うつ病に対する効果が明らかとなっている認知行動療法については、「精神療法の実施方法と有効性に関する研究」(こころの健康科学研究事業)において実施マニュアルを作成し、厚生労働省のウェブサイトにて公開している。また、平成22年度の診療報酬改定においては、認知療法・認知行動療法について、診療報酬上の評価を新設した。
平成20年度からは、うつ病の患者を最初に診療することが多い一般内科等のかかりつけ医のうつ病診断技術等の向上を図るため、各都道府県・政令指定都市において、専門的な研修を実施している。平成22年度からは、児童思春期の精神疾患に対応できるように、若年者の診療に携わることが多い小児科医等も対象に加えた。
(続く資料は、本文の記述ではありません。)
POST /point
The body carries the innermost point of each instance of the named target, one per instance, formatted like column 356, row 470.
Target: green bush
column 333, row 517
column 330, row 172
さらに、平成23年度からは、研修対象を看護師、ケースワーカー、スクールカウンセラー等医師以外のコメディカルスタッフまで拡大した。
イ 精神疾患に関する情報提供
精神疾患についての情報提供として、こころの不調・病気に関する説明や、各種支援サービスの紹介など、治療や生活に役立つ情報を分かりやすくまとめた「みんなのメンタルヘルス総合サイト」、10代・20代とそれを取り巻く人々(家族・教育職)を対象に、本人や周囲が心の不調に気づいたときにどうするかなど分かりやすく紹介する「こころもメンテしよう~10代20代のメンタルサポートサイト~」の2つのウェブサイトを、厚生労働省ホームページ内に開設している。
ウ 児童思春期及びPTSD への対応
幼年期の児童虐待、不登校、ひきこもり、家庭内暴力など、心の問題が社会問題化し、思春期児童への対応が急がれている。また、災害等の心的外傷体験により生じるPTSD(心的外傷後ストレス障害)は、長期間の療養期間を要するものとして、非常に注目されている。そこで、思春期精神保健の専門家の養成のために、医師、コメディカルスタッフ、ひきこもり支援従事者を対象に思春期精神保健対策専門研修を行い、PTSD の専門家の養成のために、医師、コメディカルスタッフ等を対象にPTSD 対策に係る専門家の養成研修会を行っている。さらに、精神保健福祉センター等で児童思春期やPTSD の専門相談等を取り入れている。
エ 自殺対策の推進
我が国における年間の自殺者数は平成10年から14年連続して3万人を超える厳しい状況にある。こうした状況に対し、政府においては、自殺対策基本法(平成18年法律第85号)及び同法に基づく「自殺総合対策大綱」(平成19年6月閣議決定)の下、自殺対策を総合的に推進している。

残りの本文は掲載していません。